We follow the boy as we follow everyone, spinning around and through him, skimming the pages of his life’s brief novella, but we follow him a little closer than others. He is interesting. He looks seven but is much older, a boy bottled and cellared, aging in strange ways that even we cannot predict. Death has halted his life but it has failed to erase him. He has wrestled it into unexpected shapes, used it as a knife to open secret boxes, and we are not quite sure what he is.
I remember this road, he thinks. This is the right way.
The boy remembers more than most of the Dead. Not facts, exactly, but the amorphous truths behind them. He doesn’t know his name, but he knows who he is. He doesn’t know where he’s going, but he is not lost. The world unfolds before him like a four-dimensional map, its lines bending and peeling off the paper, outer and inner realities weaving into one.

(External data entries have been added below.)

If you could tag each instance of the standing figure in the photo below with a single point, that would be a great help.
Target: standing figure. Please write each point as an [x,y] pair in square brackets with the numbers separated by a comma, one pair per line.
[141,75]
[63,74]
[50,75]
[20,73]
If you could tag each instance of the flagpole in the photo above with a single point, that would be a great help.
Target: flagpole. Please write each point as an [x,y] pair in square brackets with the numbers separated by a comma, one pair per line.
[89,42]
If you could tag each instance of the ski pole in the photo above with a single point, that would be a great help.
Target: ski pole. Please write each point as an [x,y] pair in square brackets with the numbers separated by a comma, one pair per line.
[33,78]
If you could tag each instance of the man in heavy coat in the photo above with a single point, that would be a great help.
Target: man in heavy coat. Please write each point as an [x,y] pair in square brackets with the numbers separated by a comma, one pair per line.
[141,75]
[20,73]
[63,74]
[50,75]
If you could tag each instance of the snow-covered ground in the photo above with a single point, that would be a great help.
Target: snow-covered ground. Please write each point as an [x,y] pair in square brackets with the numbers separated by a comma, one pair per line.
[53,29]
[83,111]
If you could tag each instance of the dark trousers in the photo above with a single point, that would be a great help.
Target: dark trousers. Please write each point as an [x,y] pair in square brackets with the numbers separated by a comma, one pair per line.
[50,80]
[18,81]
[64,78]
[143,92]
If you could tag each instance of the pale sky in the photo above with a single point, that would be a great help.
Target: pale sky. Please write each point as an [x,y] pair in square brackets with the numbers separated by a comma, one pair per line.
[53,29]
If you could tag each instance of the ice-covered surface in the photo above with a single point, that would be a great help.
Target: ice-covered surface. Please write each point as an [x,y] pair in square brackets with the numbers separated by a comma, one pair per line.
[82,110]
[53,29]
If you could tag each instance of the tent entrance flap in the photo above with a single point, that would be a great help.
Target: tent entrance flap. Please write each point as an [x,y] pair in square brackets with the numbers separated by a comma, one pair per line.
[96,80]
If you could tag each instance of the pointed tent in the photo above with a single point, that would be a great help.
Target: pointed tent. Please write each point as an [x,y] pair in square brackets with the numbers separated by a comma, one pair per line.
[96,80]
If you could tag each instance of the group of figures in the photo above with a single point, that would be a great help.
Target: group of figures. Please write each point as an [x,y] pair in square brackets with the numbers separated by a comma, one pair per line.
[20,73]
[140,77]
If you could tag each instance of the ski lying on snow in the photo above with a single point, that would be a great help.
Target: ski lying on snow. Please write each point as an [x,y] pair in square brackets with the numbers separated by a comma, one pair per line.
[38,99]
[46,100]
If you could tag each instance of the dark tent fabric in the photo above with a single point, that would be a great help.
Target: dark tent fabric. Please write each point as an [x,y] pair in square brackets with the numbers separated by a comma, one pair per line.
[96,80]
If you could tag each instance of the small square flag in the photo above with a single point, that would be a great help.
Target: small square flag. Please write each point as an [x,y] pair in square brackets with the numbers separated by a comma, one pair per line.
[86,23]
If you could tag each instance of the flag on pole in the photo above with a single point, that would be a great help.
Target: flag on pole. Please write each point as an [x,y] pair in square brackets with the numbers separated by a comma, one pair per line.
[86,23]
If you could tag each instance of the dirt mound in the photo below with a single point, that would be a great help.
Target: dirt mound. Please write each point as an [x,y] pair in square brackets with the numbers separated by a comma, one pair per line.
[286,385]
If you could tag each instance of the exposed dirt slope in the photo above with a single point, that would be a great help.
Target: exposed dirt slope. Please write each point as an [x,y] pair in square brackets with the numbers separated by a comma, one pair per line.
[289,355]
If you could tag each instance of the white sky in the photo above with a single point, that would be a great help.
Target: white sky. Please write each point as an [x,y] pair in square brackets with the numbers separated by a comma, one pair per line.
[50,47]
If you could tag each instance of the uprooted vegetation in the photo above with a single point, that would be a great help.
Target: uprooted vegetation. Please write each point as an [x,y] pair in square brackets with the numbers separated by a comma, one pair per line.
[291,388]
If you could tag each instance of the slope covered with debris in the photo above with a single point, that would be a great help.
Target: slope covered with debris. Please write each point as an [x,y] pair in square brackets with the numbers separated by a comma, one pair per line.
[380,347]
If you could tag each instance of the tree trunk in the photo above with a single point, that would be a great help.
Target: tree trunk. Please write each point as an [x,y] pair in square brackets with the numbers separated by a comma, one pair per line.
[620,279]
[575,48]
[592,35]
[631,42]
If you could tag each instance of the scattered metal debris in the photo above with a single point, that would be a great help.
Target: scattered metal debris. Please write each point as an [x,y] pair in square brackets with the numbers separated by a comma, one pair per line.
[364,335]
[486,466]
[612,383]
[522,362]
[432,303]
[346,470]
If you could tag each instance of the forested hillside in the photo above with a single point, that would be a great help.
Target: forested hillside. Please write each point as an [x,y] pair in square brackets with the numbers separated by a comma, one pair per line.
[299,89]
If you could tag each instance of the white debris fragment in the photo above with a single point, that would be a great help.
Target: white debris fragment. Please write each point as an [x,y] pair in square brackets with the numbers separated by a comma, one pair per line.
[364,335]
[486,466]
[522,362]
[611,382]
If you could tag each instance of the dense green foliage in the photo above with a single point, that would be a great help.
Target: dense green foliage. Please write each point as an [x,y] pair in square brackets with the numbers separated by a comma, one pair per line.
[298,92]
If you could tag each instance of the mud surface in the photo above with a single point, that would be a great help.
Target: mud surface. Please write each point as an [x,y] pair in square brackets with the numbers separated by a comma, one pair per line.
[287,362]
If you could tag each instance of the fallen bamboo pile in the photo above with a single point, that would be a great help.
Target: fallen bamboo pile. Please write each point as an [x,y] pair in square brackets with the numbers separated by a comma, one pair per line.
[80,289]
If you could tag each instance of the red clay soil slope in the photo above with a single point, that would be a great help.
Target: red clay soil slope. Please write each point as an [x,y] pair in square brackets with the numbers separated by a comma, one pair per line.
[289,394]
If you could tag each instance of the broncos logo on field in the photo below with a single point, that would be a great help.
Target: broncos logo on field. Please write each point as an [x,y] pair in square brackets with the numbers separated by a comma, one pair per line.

What happened here? he asks us as he passes through a ruined city in a stretch of land once called Idaho. What made them leave?
We don’t answer.
He passes a bullet-riddled Geo coupe and lets his eyes wander over the corpses of the family inside, fresh enough that the mother’s scalp still has its ponytail.
Did anyone try to help them?
We know, but we don’t answer.
Were they good people? How much of them is in you?
The boy asks us many questions while he walks, but we hold our silence. We spoke to him once, long ago, when his pain reached out and seized us by the throat. It had been years since we felt a grip so strong, and he squeezed a few words from us. But now we hold our silence. The chasm is still too wide for whispers, and we do not like to shout.
The boy accepts this and keeps walking. He is used to silence. He has been alone a long time.
At the outer edge of the city, the highway forks north and south, and the boy pauses to consult his strange map. Then he notices a sound rising into the silence. He has never heard it before. A soft roar like a distant avalanche. He looks up. The sun beats down into his eyes, flashing on his bright gold irises. He doesn’t squint. His wide pupils suck in the light and break it apart; he sees all its colors, its waves and its particles, and inside this tetrachromatic rainbow, he sees an airplane.
He has seen airplanes before. He has spent the last seven years staring at them, dreaming about them, willing their dusty fuselages to move, but he has never seen one in flight. He watches the tiny black shape etch a white line through the sky and he wonders who’s up there. He wonders where they’re going. Then he looks down at the road and keeps walking.